Brent is the benchmark for pricing two-thirds of the world's oil, but soon there won't be any Brent crude left in it.

Royal Dutch Shell's Brent oilfield, among the largest fields ever found in the UK North Sea, is set to be decommissioned in the near future, a company official said on Tuesday.

Brent had an important role in the oil market as the original source of crude for the Brent futures contract. But output is dwindling, and Brent now refers to a blend of North Sea oils.

The UK's North Sea used to be the ultimate technology frontier but is now a mature oil and gas province, said Ian Craig, executive vice president Shell E&P Africa, speaking at a Nigerian oil conference in Abuja.

Indeed Shell's Brent field, which is synonymous with the UK industry, is due to be decommissioned in the near future.

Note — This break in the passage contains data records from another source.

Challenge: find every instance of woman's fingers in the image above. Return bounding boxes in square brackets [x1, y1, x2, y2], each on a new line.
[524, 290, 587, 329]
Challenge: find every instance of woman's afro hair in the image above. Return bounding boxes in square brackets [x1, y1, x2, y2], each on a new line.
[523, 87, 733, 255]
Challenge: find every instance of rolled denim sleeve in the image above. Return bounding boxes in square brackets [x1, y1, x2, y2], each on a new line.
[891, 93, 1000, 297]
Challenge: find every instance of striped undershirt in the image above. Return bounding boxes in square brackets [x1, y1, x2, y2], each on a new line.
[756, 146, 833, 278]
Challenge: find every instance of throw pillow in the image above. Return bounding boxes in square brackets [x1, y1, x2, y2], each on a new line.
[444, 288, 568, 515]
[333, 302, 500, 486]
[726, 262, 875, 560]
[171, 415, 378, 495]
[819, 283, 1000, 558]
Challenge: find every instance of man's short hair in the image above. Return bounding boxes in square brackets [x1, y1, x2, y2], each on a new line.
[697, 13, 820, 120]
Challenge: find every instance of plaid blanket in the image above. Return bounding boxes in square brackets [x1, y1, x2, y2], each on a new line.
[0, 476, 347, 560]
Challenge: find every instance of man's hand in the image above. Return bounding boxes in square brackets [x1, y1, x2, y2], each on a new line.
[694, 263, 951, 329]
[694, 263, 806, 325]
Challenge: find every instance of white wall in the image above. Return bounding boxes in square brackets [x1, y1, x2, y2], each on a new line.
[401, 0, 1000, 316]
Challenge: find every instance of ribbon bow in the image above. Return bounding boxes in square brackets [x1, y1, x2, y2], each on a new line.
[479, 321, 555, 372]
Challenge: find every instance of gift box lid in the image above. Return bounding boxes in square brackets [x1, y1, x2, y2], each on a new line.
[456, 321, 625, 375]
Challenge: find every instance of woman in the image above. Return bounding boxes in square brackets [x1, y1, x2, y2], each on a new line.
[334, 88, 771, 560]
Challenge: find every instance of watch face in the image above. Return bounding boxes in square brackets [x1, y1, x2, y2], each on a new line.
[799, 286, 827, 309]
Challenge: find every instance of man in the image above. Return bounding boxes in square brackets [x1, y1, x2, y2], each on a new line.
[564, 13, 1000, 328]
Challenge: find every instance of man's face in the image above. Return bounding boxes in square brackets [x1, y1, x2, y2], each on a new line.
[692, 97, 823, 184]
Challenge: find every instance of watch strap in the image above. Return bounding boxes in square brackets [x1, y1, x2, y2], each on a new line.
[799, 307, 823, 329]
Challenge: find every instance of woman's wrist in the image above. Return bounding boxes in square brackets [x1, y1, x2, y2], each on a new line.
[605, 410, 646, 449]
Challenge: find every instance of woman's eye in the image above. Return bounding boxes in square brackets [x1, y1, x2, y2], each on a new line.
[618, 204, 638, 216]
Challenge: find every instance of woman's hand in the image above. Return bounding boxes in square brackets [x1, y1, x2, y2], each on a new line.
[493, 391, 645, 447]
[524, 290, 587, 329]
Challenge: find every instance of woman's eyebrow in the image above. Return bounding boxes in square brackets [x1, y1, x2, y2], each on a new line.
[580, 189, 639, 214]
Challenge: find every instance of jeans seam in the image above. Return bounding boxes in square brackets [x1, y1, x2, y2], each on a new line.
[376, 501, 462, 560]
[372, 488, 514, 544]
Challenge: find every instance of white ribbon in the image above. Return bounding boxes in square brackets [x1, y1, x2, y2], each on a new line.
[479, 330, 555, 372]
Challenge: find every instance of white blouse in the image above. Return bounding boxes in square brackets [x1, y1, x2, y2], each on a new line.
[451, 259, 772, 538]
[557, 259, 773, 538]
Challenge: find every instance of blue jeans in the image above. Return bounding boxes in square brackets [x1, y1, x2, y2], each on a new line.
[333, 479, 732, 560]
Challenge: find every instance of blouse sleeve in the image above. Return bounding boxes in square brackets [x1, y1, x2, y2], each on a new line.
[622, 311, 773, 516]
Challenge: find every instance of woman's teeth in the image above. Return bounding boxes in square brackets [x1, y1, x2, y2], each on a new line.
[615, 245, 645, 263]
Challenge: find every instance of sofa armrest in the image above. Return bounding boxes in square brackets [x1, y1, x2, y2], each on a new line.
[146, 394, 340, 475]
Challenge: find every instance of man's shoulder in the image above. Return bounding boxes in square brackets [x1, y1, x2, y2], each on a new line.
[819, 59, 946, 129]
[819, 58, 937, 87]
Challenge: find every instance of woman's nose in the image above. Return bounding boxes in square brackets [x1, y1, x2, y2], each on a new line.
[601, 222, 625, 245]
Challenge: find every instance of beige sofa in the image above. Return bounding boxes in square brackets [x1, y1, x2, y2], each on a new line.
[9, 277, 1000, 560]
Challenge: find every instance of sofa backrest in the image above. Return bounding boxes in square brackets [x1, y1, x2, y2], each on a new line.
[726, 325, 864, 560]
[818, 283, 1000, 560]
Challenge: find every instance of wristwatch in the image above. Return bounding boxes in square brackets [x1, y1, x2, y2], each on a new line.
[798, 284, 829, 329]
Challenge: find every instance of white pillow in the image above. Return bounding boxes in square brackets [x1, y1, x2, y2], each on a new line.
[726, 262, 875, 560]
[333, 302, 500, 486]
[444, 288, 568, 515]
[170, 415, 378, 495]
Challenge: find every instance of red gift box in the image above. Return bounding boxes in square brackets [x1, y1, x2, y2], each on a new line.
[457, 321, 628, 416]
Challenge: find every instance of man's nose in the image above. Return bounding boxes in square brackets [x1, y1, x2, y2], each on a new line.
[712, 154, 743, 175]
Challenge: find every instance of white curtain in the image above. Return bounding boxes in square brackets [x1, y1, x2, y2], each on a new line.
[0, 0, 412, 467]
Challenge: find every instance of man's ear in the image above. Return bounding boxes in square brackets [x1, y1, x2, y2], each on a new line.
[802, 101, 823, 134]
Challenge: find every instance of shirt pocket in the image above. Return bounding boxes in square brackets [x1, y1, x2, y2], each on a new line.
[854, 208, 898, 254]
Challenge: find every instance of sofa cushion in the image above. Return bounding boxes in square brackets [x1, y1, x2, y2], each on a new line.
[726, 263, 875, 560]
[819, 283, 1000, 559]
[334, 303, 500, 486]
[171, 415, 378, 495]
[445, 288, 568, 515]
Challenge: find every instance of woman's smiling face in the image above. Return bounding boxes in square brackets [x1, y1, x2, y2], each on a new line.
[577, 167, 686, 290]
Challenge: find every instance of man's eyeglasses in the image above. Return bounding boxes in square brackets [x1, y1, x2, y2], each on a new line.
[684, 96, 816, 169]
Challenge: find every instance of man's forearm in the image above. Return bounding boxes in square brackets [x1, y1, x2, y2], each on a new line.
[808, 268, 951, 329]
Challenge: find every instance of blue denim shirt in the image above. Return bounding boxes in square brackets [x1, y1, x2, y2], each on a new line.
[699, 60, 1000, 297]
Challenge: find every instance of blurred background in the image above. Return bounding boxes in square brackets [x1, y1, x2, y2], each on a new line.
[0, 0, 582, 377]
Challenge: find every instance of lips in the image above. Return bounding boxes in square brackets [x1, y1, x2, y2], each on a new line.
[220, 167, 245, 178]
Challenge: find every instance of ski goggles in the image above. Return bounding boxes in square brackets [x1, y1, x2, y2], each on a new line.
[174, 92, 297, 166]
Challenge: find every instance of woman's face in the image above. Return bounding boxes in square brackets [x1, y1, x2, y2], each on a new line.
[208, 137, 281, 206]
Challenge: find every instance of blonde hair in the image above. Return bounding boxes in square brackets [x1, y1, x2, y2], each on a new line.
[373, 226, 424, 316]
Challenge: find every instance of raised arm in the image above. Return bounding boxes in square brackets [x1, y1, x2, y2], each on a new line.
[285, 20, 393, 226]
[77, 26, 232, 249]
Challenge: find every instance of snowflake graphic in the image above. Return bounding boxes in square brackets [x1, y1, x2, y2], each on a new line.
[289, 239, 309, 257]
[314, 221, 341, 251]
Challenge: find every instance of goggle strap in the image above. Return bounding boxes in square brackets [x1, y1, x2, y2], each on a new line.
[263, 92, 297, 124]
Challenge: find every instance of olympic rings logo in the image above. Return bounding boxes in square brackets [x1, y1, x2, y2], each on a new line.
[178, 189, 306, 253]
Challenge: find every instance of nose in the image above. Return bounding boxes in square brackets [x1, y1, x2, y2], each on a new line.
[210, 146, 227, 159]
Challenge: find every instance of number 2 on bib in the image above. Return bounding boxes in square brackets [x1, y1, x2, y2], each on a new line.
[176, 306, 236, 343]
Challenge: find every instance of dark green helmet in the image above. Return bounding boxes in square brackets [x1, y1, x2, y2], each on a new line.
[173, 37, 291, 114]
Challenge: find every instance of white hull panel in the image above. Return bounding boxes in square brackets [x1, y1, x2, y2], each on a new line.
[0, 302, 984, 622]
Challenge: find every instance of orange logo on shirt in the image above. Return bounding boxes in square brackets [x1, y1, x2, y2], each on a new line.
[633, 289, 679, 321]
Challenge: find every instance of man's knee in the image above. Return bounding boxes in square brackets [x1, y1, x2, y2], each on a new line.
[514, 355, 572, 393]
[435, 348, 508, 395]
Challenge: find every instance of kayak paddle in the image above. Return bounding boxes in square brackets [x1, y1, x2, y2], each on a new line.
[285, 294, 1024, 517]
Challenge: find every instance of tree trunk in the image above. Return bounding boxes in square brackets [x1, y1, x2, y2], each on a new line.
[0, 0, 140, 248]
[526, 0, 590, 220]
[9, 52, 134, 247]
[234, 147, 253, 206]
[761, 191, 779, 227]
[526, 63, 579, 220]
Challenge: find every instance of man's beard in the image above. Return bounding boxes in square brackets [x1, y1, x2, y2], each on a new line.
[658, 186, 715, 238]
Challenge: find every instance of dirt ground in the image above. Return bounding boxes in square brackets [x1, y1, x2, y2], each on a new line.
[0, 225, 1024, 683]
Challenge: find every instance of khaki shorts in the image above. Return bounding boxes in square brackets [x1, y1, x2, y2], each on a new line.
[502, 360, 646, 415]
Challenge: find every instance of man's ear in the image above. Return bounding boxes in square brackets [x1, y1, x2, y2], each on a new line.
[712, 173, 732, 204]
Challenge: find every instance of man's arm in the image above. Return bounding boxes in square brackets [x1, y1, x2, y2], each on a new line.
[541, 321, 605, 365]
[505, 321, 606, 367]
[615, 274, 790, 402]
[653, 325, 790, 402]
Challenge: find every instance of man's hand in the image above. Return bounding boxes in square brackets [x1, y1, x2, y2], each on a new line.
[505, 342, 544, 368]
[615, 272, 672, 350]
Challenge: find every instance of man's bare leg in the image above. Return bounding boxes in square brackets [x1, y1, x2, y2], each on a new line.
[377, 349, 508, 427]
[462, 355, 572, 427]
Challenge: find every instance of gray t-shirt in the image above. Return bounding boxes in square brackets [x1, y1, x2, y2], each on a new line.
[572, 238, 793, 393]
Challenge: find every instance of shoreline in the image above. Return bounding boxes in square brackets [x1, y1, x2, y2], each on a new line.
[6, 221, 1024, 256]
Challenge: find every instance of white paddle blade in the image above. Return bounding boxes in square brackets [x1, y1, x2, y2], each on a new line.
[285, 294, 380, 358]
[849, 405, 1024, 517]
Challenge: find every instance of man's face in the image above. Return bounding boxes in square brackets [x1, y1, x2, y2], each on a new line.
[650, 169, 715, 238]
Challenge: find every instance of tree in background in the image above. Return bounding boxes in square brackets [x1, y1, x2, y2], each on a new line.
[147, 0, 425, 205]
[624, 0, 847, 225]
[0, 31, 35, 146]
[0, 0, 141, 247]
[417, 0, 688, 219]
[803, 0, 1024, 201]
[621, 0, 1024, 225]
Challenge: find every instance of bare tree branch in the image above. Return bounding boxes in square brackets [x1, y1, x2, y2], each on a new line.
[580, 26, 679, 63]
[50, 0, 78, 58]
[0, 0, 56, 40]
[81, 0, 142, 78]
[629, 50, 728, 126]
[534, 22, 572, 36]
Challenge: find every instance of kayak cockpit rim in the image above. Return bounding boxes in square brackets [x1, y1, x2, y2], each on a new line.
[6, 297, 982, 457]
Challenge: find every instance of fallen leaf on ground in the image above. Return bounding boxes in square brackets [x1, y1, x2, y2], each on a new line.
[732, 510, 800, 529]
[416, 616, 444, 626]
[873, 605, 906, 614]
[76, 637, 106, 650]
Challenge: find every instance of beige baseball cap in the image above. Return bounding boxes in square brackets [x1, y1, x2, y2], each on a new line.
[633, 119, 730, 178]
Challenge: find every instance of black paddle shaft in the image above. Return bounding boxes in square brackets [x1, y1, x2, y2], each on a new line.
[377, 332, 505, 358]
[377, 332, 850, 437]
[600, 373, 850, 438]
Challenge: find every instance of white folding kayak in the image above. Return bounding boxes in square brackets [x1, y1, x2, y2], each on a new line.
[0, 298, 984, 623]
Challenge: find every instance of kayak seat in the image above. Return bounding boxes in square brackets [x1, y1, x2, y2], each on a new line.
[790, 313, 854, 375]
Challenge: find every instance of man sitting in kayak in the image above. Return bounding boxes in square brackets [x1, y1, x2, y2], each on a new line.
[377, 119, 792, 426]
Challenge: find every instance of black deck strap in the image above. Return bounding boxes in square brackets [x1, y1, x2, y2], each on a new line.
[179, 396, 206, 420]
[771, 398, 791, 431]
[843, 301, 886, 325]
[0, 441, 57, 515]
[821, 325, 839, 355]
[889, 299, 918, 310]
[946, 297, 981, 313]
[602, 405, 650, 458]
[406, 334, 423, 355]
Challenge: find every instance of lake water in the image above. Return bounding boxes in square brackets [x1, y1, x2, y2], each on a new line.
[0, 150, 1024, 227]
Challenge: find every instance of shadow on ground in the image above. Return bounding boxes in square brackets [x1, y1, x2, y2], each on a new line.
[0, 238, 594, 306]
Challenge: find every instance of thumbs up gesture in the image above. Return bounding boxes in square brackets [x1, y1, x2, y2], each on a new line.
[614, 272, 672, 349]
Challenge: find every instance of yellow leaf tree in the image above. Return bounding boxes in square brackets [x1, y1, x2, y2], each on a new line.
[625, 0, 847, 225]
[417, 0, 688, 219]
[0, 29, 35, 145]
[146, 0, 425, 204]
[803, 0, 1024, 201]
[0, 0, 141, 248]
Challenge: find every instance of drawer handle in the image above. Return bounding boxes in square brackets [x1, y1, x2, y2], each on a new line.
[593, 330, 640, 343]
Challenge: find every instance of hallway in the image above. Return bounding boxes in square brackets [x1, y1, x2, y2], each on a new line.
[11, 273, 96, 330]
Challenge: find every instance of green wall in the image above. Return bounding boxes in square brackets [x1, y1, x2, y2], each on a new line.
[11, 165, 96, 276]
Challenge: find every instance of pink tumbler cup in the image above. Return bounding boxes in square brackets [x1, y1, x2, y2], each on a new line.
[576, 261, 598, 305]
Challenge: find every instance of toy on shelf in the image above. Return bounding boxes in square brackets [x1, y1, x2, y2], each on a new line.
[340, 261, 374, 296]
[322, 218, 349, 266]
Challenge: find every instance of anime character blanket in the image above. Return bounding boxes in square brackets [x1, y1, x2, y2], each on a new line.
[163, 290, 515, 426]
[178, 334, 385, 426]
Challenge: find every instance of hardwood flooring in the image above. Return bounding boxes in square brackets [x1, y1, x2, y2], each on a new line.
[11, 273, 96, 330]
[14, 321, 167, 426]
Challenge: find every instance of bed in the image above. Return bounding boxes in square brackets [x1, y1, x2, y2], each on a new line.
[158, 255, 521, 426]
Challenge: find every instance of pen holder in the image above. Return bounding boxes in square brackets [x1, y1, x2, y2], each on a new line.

Shell has been studying decommissioning options for the field. A company spokesman said Shell aimed to submit its decommissioning plan to the UK government's Department of Energy and Climate Change (DECC) later in 2012.

Brent is tapped by four platforms called Brent Bravo, Brent Delta, Brent Charlie and Brent Alpha. One of these, Delta, has already stopped production, although the decommissioning work will take a decade or more, the spokesman said.

Brent Delta ceased production at the end of 2011, the Shell spokesman said. Decommissioning is time-consuming and is likely to take over 10 years.

The Brent field lies 186 kilometres (116 miles) offshore northeast of Lerwick, Scotland, beneath water 140 metres (460 feet) deep. It was discovered in 1971 and began oil production in 1975.

After a 1.2 billion pound development project in the mid-1990s, it became mainly a natural gas field.

Oil output from Brent was just 7,600 barrels per day (bpd) in October, according to figures from industry newsletter Aberdeen Petroleum Report, a fraction of the more than 400,000 bpd output peak in 1984.

Oil from the Brent field formed the original basis of the Brent crude futures contract, which was launched in 1988 and is now one of the two main global benchmarks used to price oil trades around the world.

As Brent's supply has declined, oil from other fields has been added to the benchmark, which today is based on Forties, Oseberg and Ekofisk crudes as well as Brent, although it retains the Brent name.